Moreover, the valleys in the 3D AAO structure are helpful to aggregate more TiO2 nanoparticles comparing to the planar structure. Figure 3c shows the P25-TiO2 nanoparticles deposited on over-etched porous AAO by longer pore widening. It reveals the most TiO2 nanoparticles appear in the very rough substrate. Comparing with the 3D AAO structure, the over-etched porous AAO has much larger pore size and surface area to accommodate and adsorbed more P25-TiO2 nanoparticles. In addition, the P25-TiO2 nanoparticles adhesion in the pore channels are much stable than on the surface that benefits for photocatlysis. The photocatalytic performance of P25-TiO2 on various supporting materials including Si wafer, 2D AAO, 3D AAO, and over-etched 3D AAO after water flushing is further studied. For the as-deposition samples, the phtocatalysis data show similar decomposition trend either in the pure Si wafer or AAO (over-etched 3D). Each sample exhibits good phtocatalytic performance by completely decomposing MB after 12 h UV irradiation. However, the P25- TiO2 on the pure Si behaves greatly decrease in phtocatalysis after water flushing. After 20 h UV irradiation, the concentration of MB maintains in 82.3%. It reveals that desorption of P25-TiO2 from the supporting Si wafer happens due to the poor adhesion. In contrast, the MB concentration decreases to 22.6% for the overetched 3D AAO sample after 20 h UV irradiation. It evidences the good adhesion of P25-TiO2 on the AAO. The over-etched 3D AAO has the best photocatalytic performance towards degradation of MB due to the largest surface area for photocatalysis reaction and adsorption of TiO2. It is noted that the 2D AAO and 3D AAO have inbetween photocatalysis performance with 55.7% and 48.8% MB concentration after 20 h photo-degradation. This implies that the P25-TiO2 which adsorbed on 2D AAO and 3D AAO surface slightly desorbed after to water flushing. However, the porous structure can keep most of P25-TiO2 in pores comparing to the flat surface of Si wafer.
Conclusion
The HPA with normal-positive and small negative voltages is an effective method for AAO fabrication from low-purity Al at relatively high temperatures of 20-25°C for promoting AAO structure in comparison with conventional AAO synthesized from high-purity Al using two-step DCA at low temperature (0-10 °C) to avoid dissolution effect. Comparing the I-t curves of DCA and HPA from bulk Al, the HPA at the negative period with nearly zero cathodic current can exhibit effective cooling to diminish Joule heating for promoting AAO quality.
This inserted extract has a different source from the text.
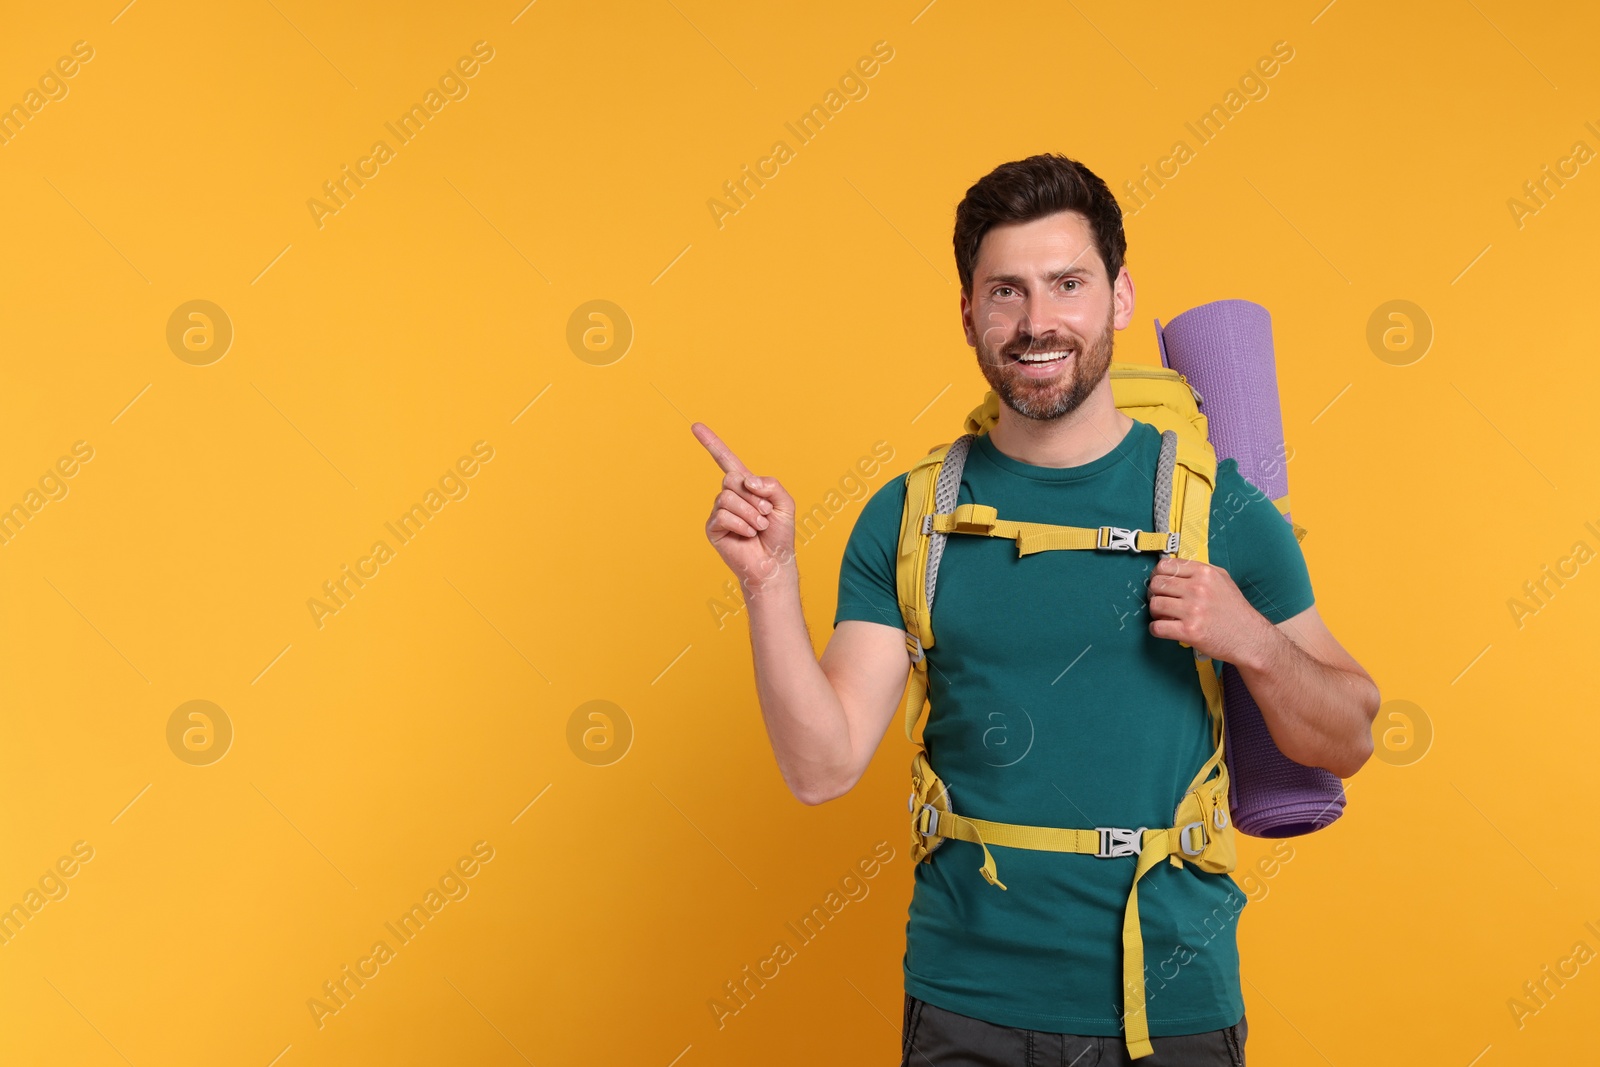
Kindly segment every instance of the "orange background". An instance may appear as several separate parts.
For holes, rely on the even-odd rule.
[[[1272,311],[1319,608],[1413,705],[1252,888],[1251,1062],[1592,1047],[1592,966],[1520,1027],[1508,1007],[1600,950],[1600,577],[1568,563],[1508,608],[1600,548],[1585,6],[119,7],[0,34],[0,104],[46,79],[0,144],[0,506],[26,516],[0,545],[0,905],[58,896],[0,944],[0,1062],[894,1062],[909,750],[891,731],[836,802],[787,793],[689,424],[837,504],[799,556],[820,652],[862,499],[982,395],[954,206],[1040,151],[1124,194],[1118,358],[1155,363],[1151,319],[1196,304]],[[307,206],[480,41],[420,133]],[[799,144],[785,123],[880,41]],[[1124,183],[1180,139],[1133,213]],[[1368,343],[1397,299],[1420,359]],[[195,300],[225,320],[174,347]],[[369,577],[319,625],[347,565]],[[208,718],[174,727],[190,701]],[[723,984],[880,841],[870,891],[719,1027]],[[1271,844],[1243,853],[1242,885]],[[423,931],[361,964],[430,889]],[[347,965],[372,977],[319,1019]]]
In addition, the HPA AAO can be synthesized at 25°C from the Al coating on high-roughness substrate for more effective surface area and good adhesion to enhance TiO2 photocatalysis performance after water flushing. The best photocatalysis performance can be obtained by depositing commercial P25-TiO2 nanoparticles on the over-etched 3D AAO. After water flushing, the over-etched 3D AAO maintains the ~77% phtocatalysis performance of as-deposited sample. Moreover, the over-etched 3D AAO exhibits the largest surface area for catalytic reaction and adsorption of p25-TiO2 compared with the intact 2D and 3D AAO.
Acknowledgement
This work is partially sponsored by the Ministry of Science and Technology (MOST), Taiwan, under contract No MOST 106- 2221-E-006 -101 -MY3 and 110-2221-E-006-177.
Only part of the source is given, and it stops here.